By Adam Liptak
Assistants run outside the U.S. Supreme Court after the court rejected efforts to rein in partisan gerrymandering.Samuel Corum for The New York Times
WASHINGTON — The Supreme Court on Thursday ruled against the challengers opposed to partisan gerrymandering, the practice in which the party that controls the state legislature draws voting maps to help elect its candidates.
The vote in two cases was 5 to 4, with the court’s more conservative members in the majority. The court appeared to close the door on such claims.
The drafters of the Constitution, Chief Justice John G. Roberts Jr. wrote for the majority, understood that politics would play a role in drawing election districts when they gave the task to state legislatures. Judges, the chief justice said, are not entitled to second-guess lawmakers’ judgments.
“We conclude that partisan gerrymandering claims present political questions beyond the reach of the federal courts,” the chief justice wrote.
[Here’s what you need to know about gerrymandering.]
One case, from North Carolina, concerned a plan drawn by Republican state lawmakers in 2016 that included a criterion called “partisan advantage.”
The state’s congressional delegation, in a purple state in which neither party had a distinct edge, was at the time made up of 10 Republicans and three Democrats. A key goal, lawmakers said, was “to maintain the current partisan makeup of North Carolina’s congressional delegation.”
“I think electing Republicans is better than electing Democrats,” explained David Lewis, a Republican member of the General Assembly’s redistricting committee. “So I drew this map to help foster what I think is better for the country.”
“I propose that we draw the maps to give a partisan advantage to 10 Republicans and three Democrats,” he said, “because I do not believe it’s possible to draw a map with 11 Republicans and two Democrats.”
The plan worked. In 2016, Republican congressional candidates won 53 percent of the statewide vote. But, as predicted, they again won in 10 of the 13 congressional districts, or 77 percent of them.
In 2018, the statewide vote was about evenly divided, but Democrats again secured only three seats.
The case, Rucho v. Common Cause, No. 18-422, was an appeal from a decision in August by a three-judge panel of a Federal District Court in North Carolina. The ruling found that Republican legislators there had violated the Constitution by drawing the districts to hurt the electoral chances of Democratic candidates.

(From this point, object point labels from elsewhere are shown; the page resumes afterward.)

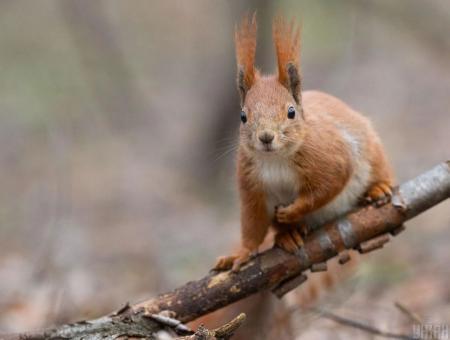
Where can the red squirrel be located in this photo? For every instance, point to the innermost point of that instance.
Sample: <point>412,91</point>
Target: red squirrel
<point>304,157</point>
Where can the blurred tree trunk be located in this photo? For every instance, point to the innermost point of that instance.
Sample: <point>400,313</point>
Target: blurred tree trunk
<point>107,73</point>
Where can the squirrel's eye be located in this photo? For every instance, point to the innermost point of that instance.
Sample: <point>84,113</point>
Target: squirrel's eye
<point>243,117</point>
<point>291,112</point>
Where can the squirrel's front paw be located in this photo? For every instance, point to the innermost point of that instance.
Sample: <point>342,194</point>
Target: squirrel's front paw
<point>286,215</point>
<point>233,262</point>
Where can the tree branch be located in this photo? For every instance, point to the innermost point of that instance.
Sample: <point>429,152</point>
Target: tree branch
<point>366,229</point>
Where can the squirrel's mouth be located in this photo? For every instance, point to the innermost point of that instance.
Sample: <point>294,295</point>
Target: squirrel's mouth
<point>267,148</point>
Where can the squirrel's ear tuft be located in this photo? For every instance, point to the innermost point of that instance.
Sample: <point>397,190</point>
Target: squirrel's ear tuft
<point>245,40</point>
<point>286,37</point>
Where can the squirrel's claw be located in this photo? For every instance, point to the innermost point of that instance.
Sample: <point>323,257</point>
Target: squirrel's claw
<point>286,215</point>
<point>233,262</point>
<point>379,194</point>
<point>290,240</point>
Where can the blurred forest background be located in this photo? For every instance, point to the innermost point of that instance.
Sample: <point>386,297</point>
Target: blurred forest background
<point>117,126</point>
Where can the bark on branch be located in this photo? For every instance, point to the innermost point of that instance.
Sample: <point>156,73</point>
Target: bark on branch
<point>365,229</point>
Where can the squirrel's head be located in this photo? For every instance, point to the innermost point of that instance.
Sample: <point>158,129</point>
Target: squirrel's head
<point>272,114</point>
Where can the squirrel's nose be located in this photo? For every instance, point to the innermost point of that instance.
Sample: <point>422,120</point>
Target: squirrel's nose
<point>266,137</point>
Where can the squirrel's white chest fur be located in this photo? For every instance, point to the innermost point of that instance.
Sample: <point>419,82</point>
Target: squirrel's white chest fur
<point>279,180</point>
<point>282,184</point>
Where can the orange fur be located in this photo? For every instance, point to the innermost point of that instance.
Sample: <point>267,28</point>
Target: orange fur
<point>286,37</point>
<point>316,167</point>
<point>245,41</point>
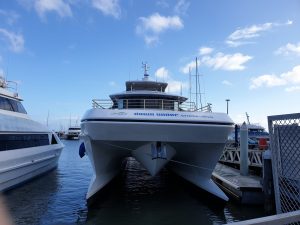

The Maryland case, Lamone v. Benisek, No. 18-726, was brought by Republican voters who said Democratic state lawmakers had in 2011 redrawn a district to retaliate against citizens who supported its longtime incumbent, Representative Roscoe G. Bartlett, a Republican. That retaliation, the plaintiffs said, violated the First Amendment by diluting their voting power.
Mr. Bartlett had won his 2010 race by a margin of 28 percentage points. In 2012, he lost to Representative John Delaney, a Democrat, by a 21-point margin.
Last year, after the Supreme Court returned the case to the United States District Court in Maryland, a three-judge panel of that court ruled for the challengers, barred state officials from conducting further congressional elections using the 2011 maps and ordered them to draw new ones.
The Supreme Court addressed partisan gerrymandering last term, too, while Justice Anthony M. Kennedy was still on the court. Justice Kennedy, in his questions last term and in a 2004 concurring opinion, left the door open to the possibility that some kinds of political gamesmanship may be too extreme.
“If a state passed an enactment that declared ‘All future apportionment shall be drawn so as most to burden Party X’s rights to fair and effective representation, though still in accord with one-person, one-vote principles,’” he wrote in 2004, “we would surely conclude the Constitution had been violated.”
Last term’s cases, from Wisconsin and Maryland, ended inconclusively and seemed to invite fresh challenges, which arrived promptly. But the arrival of Justice Brett M. Kavanaugh meant the challengers faced a different, more conservative court.